- Zodiac Zodiac
- Coordinates: 30°13′29″N 98°47′37″W﻿ / ﻿30.22472°N 98.79361°W
- Country: United States
- State: Texas
- County: Gillespie
- Elevation: 1,594 ft (486 m)
- Time zone: UTC-6 (Central (CST))
- • Summer (DST): UTC-5 (CDT)
- Area code: 830
- FIPS code: 48
- GNIS feature ID: 1378977

= Zodiac, Texas =

Zodiac is a vanished Mormon settlement established in 1847 on the Pedernales River, located 4 mi southeast of Fredericksburg, in Gillespie County, in the U.S. state of Texas. The area it was located on eventually converted to private acreage, and no trace of the settlement remains today. It was the first Mormon colony established by Lyman Wight in Texas. The second settlement was Mormon Mill in Burnet County in 1851, and his third and final settlement was Mormon Camp in 1854 in Bandera County. In 1936, Zodiac was designated a Recorded Texas Historic Landmark, Marker number 10133.

==History==

===Background===
Wight led a group of 200 followers into Texas in 1845. The group first entered Texas at Grayson County, at a site known as Mormon Grove, where they spent the winter months before moving on during the spring thaw, arriving in Austin in June 1846. The Mormons hired themselves out as laborers to help build the city jail. After constructing a sawmill and gristmill on the Colorado River, the group migrated towards the Texas Hill Country.

===Settlement===
Wight received permission in 1847 from John O. Meusebach to settle a colony of Mormons within the Adelsverein territory. Core ideals of the Germans that favored religious tolerance and disfavored the institution of slavery made this particular German community look inviting to Wight. Upon settling at a site on the Pedernales River in Gillespie County, Wight and his followers set about to erect the structures of their community. They built a chapel, school, store, gristmill, and sawmill. The Mormon business enterprises helped supply the needs of the county as a whole. In 1848, Wight and his followers helped build Fort Martin Scott.

United States boundary commissioner John Russell Bartlett had been charged to carry out the provisions of the Treaty of Guadalupe Hidalgo. Bartlett visited Zodiac in 1850 and gave an account of community life:

Everywhere around us in this Zodiacal settlement, we see abundant signs of prosperity... They have a tract of land which they have cultivated for about three years and which has yielded profitable crops. The well-built houses, perfect fences and tidy dooryards give the place a homelike air such as we had not seen before in Texas. The dinner was a regular old-fashioned New England farmer's meal comprised [sic] an abundance of everything and served with faultless neatness. The entire charge for the dinner for twelve persons and corn for as many animals was $3.

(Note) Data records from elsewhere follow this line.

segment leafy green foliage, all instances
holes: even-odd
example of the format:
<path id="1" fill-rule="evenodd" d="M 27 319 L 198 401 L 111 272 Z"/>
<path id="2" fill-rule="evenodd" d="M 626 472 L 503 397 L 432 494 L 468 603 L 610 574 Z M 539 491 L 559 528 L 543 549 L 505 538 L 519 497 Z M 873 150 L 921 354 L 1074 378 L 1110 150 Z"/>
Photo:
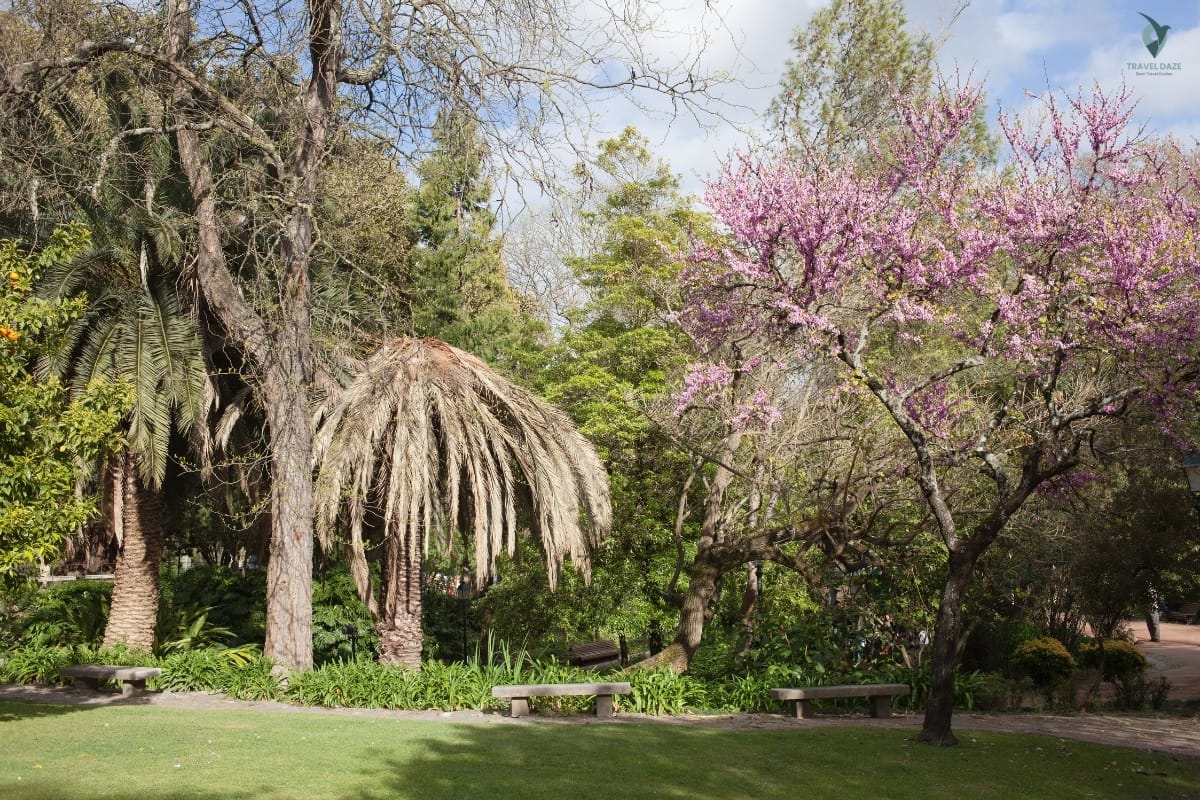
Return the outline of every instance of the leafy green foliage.
<path id="1" fill-rule="evenodd" d="M 0 579 L 57 558 L 96 512 L 94 498 L 75 494 L 80 465 L 118 443 L 124 388 L 95 382 L 69 399 L 58 381 L 29 372 L 83 309 L 81 299 L 32 297 L 30 286 L 86 243 L 79 227 L 56 231 L 34 254 L 0 242 Z"/>
<path id="2" fill-rule="evenodd" d="M 175 608 L 158 616 L 154 651 L 159 655 L 204 650 L 233 638 L 233 631 L 209 621 L 212 606 Z"/>
<path id="3" fill-rule="evenodd" d="M 1012 668 L 1037 686 L 1049 688 L 1062 683 L 1075 671 L 1075 659 L 1058 639 L 1040 636 L 1021 642 L 1013 651 Z"/>
<path id="4" fill-rule="evenodd" d="M 350 661 L 378 651 L 379 633 L 358 598 L 350 571 L 338 566 L 313 582 L 313 661 Z"/>
<path id="5" fill-rule="evenodd" d="M 892 98 L 928 94 L 934 75 L 934 42 L 906 22 L 901 0 L 833 0 L 795 31 L 768 111 L 789 145 L 817 159 L 861 154 L 898 127 Z M 962 149 L 995 158 L 982 114 Z"/>
<path id="6" fill-rule="evenodd" d="M 263 570 L 239 574 L 227 567 L 207 565 L 183 572 L 164 570 L 159 614 L 169 619 L 184 609 L 207 608 L 207 622 L 228 629 L 232 641 L 261 642 L 265 595 Z"/>
<path id="7" fill-rule="evenodd" d="M 11 644 L 95 646 L 104 638 L 112 584 L 66 581 L 42 589 L 9 593 L 5 601 L 6 636 Z"/>
<path id="8" fill-rule="evenodd" d="M 630 674 L 629 684 L 633 692 L 619 698 L 621 708 L 628 711 L 661 716 L 708 706 L 704 684 L 669 667 L 637 670 Z"/>
<path id="9" fill-rule="evenodd" d="M 1149 662 L 1129 642 L 1123 639 L 1106 639 L 1104 647 L 1104 674 L 1106 681 L 1134 678 L 1146 671 Z M 1093 669 L 1100 668 L 1100 642 L 1088 642 L 1079 649 L 1080 663 Z"/>

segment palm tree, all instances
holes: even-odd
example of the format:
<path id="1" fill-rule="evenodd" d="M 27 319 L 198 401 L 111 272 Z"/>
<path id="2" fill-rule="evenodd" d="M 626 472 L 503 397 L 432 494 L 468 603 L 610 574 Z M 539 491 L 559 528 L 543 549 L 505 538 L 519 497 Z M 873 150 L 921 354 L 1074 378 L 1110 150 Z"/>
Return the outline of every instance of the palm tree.
<path id="1" fill-rule="evenodd" d="M 114 120 L 138 114 L 119 76 L 105 99 Z M 147 126 L 148 128 L 152 126 Z M 114 139 L 114 141 L 117 141 Z M 126 381 L 132 406 L 125 446 L 102 469 L 102 506 L 119 544 L 104 644 L 149 650 L 158 610 L 164 532 L 161 487 L 172 428 L 203 429 L 212 385 L 198 317 L 176 292 L 184 243 L 180 185 L 167 139 L 148 132 L 120 140 L 118 165 L 90 195 L 76 198 L 89 247 L 51 270 L 39 292 L 86 296 L 66 344 L 41 369 L 81 392 L 92 381 Z"/>
<path id="2" fill-rule="evenodd" d="M 326 549 L 349 520 L 351 570 L 380 614 L 380 660 L 421 664 L 421 560 L 461 529 L 477 582 L 513 553 L 520 524 L 537 537 L 551 587 L 567 558 L 589 575 L 589 551 L 612 521 L 607 476 L 562 412 L 436 339 L 392 339 L 317 412 L 317 521 Z M 383 537 L 382 609 L 370 586 L 364 521 Z"/>

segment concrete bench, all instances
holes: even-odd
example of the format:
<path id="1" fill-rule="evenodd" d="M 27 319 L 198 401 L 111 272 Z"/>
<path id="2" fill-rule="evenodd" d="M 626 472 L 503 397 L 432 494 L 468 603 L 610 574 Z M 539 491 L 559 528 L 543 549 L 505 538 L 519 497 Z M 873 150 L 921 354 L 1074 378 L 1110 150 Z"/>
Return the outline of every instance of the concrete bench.
<path id="1" fill-rule="evenodd" d="M 100 688 L 100 681 L 120 681 L 121 696 L 134 697 L 146 691 L 146 681 L 162 675 L 158 667 L 117 667 L 110 664 L 74 664 L 62 667 L 58 674 L 73 678 L 76 683 L 92 689 Z"/>
<path id="2" fill-rule="evenodd" d="M 492 697 L 503 697 L 512 701 L 509 716 L 524 717 L 529 714 L 531 697 L 585 697 L 596 696 L 596 716 L 613 715 L 613 695 L 629 694 L 633 689 L 628 683 L 533 683 L 524 686 L 493 686 Z"/>
<path id="3" fill-rule="evenodd" d="M 876 683 L 858 686 L 802 686 L 798 689 L 772 689 L 775 700 L 790 702 L 792 716 L 809 719 L 813 716 L 813 700 L 830 700 L 837 697 L 870 697 L 872 717 L 892 715 L 892 697 L 908 694 L 908 685 L 903 683 Z"/>

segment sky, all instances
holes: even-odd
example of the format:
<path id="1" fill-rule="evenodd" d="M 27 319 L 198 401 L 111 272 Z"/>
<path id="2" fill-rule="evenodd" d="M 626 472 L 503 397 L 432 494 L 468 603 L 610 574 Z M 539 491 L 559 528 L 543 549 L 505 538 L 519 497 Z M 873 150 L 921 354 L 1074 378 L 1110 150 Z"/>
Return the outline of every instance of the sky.
<path id="1" fill-rule="evenodd" d="M 668 3 L 671 0 L 668 0 Z M 643 110 L 612 104 L 600 135 L 632 124 L 646 133 L 688 191 L 700 193 L 731 150 L 744 147 L 758 117 L 777 91 L 791 53 L 789 38 L 820 0 L 673 0 L 662 30 L 703 34 L 699 67 L 737 78 L 722 99 L 728 122 L 702 127 L 687 117 L 668 121 Z M 1200 140 L 1200 0 L 974 0 L 947 27 L 955 0 L 909 0 L 909 26 L 940 42 L 944 74 L 971 74 L 982 83 L 988 116 L 997 111 L 1028 113 L 1026 92 L 1090 94 L 1099 84 L 1124 83 L 1138 102 L 1135 119 L 1149 134 L 1170 134 L 1185 143 Z M 1169 25 L 1166 43 L 1154 58 L 1143 43 L 1146 20 Z M 686 36 L 664 33 L 650 43 L 664 57 L 680 54 Z M 1153 64 L 1157 69 L 1137 65 Z M 1164 69 L 1163 67 L 1168 67 Z M 738 107 L 741 107 L 740 109 Z"/>

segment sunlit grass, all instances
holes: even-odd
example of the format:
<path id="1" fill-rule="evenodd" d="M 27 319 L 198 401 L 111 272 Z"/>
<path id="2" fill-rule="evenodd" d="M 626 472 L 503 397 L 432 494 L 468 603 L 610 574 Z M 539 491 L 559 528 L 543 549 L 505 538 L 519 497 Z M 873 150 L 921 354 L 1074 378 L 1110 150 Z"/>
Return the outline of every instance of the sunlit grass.
<path id="1" fill-rule="evenodd" d="M 1200 760 L 960 731 L 441 724 L 0 702 L 0 798 L 1185 798 Z"/>

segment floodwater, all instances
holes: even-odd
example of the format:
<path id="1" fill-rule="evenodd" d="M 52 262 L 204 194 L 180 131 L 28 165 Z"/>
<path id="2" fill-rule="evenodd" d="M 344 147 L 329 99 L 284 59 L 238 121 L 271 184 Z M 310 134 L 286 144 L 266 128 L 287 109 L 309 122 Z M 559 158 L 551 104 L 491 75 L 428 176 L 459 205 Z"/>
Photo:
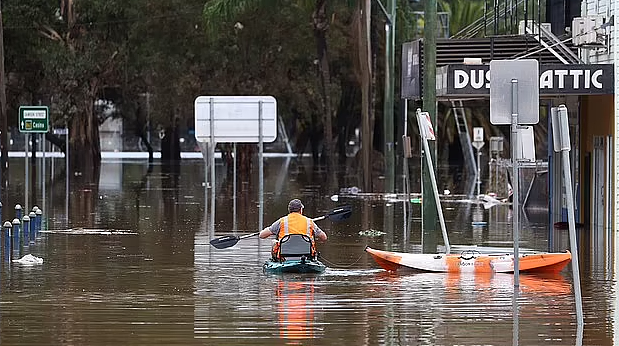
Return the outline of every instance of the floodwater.
<path id="1" fill-rule="evenodd" d="M 516 294 L 510 274 L 383 271 L 364 248 L 419 251 L 420 204 L 405 212 L 402 202 L 376 196 L 340 195 L 334 202 L 340 187 L 326 186 L 324 172 L 302 163 L 266 160 L 264 225 L 294 197 L 303 199 L 309 216 L 352 205 L 350 219 L 319 224 L 329 235 L 319 245 L 329 266 L 321 275 L 263 274 L 270 240 L 250 237 L 219 250 L 208 244 L 258 230 L 257 173 L 241 177 L 235 194 L 232 175 L 218 163 L 211 219 L 200 159 L 183 160 L 177 176 L 159 165 L 148 173 L 145 161 L 105 161 L 98 184 L 68 187 L 56 171 L 62 162 L 53 178 L 48 166 L 45 200 L 40 187 L 36 199 L 44 229 L 19 253 L 44 263 L 2 262 L 0 344 L 616 344 L 618 285 L 610 252 L 592 256 L 585 249 L 580 256 L 585 324 L 579 330 L 571 267 L 551 277 L 522 275 Z M 23 159 L 11 169 L 3 220 L 14 217 L 16 203 L 26 203 Z M 340 183 L 352 186 L 354 179 L 343 176 Z M 457 192 L 442 202 L 452 246 L 508 246 L 509 208 L 485 210 Z M 549 233 L 544 217 L 526 216 L 522 248 L 569 248 L 567 231 Z"/>

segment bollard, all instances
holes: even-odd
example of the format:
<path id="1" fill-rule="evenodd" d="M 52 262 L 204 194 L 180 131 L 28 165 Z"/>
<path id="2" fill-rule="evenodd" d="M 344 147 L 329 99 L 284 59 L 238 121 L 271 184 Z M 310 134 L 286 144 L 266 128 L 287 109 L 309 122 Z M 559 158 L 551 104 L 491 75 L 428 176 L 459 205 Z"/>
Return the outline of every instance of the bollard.
<path id="1" fill-rule="evenodd" d="M 10 221 L 4 222 L 4 259 L 11 262 L 11 225 Z"/>
<path id="2" fill-rule="evenodd" d="M 24 244 L 30 244 L 30 216 L 25 215 L 22 219 L 22 223 L 24 224 Z"/>
<path id="3" fill-rule="evenodd" d="M 19 241 L 21 239 L 21 237 L 19 236 L 19 226 L 21 225 L 21 221 L 19 221 L 19 219 L 15 218 L 13 219 L 13 239 L 11 241 L 12 246 L 12 252 L 14 255 L 17 255 L 16 257 L 19 257 L 19 250 L 21 249 L 21 242 Z"/>
<path id="4" fill-rule="evenodd" d="M 2 220 L 2 202 L 0 202 L 0 220 Z"/>
<path id="5" fill-rule="evenodd" d="M 15 218 L 17 218 L 18 220 L 21 219 L 21 212 L 21 205 L 15 204 Z"/>
<path id="6" fill-rule="evenodd" d="M 39 232 L 41 232 L 41 227 L 43 226 L 43 210 L 37 208 L 35 214 L 37 216 L 37 227 L 35 236 L 38 236 Z"/>
<path id="7" fill-rule="evenodd" d="M 30 212 L 30 244 L 34 244 L 34 240 L 36 239 L 36 227 L 37 227 L 37 214 L 33 211 Z"/>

In 1851, the Pedernales River overflowed its banks and destroyed the Mormon mills. Wight and the others pulled up stakes and moved to Mormon Mill in Burnet County. They retained the rights to the Zodiac cemetery in Gillespie, where several of their flock had already been buried. Lyman Wight died eight miles from San Antonio on March 31, 1858, and was returned to Zodiac Cemetery for burial.

After the departure of the Mormons, the area saw a succession of Germans, English and Danish colonists. Before and during the Civil War the area formerly known as Zodiac became a slave labor cotton farm, purportedly the only slave labor cotton plantation in Gillespie County. If that claim is accurate, this is possibly the property on which future Texas State Senator Matthew Gaines was forced to work as a runaway slave during the Civil War. In the 1860 census, Gillespie County had thirty-three slaves.

The Rocky Hill school was built in 1885, and Zodiac was renamed for the school. The cemetery was plowed over and destroyed. The area is located on private property.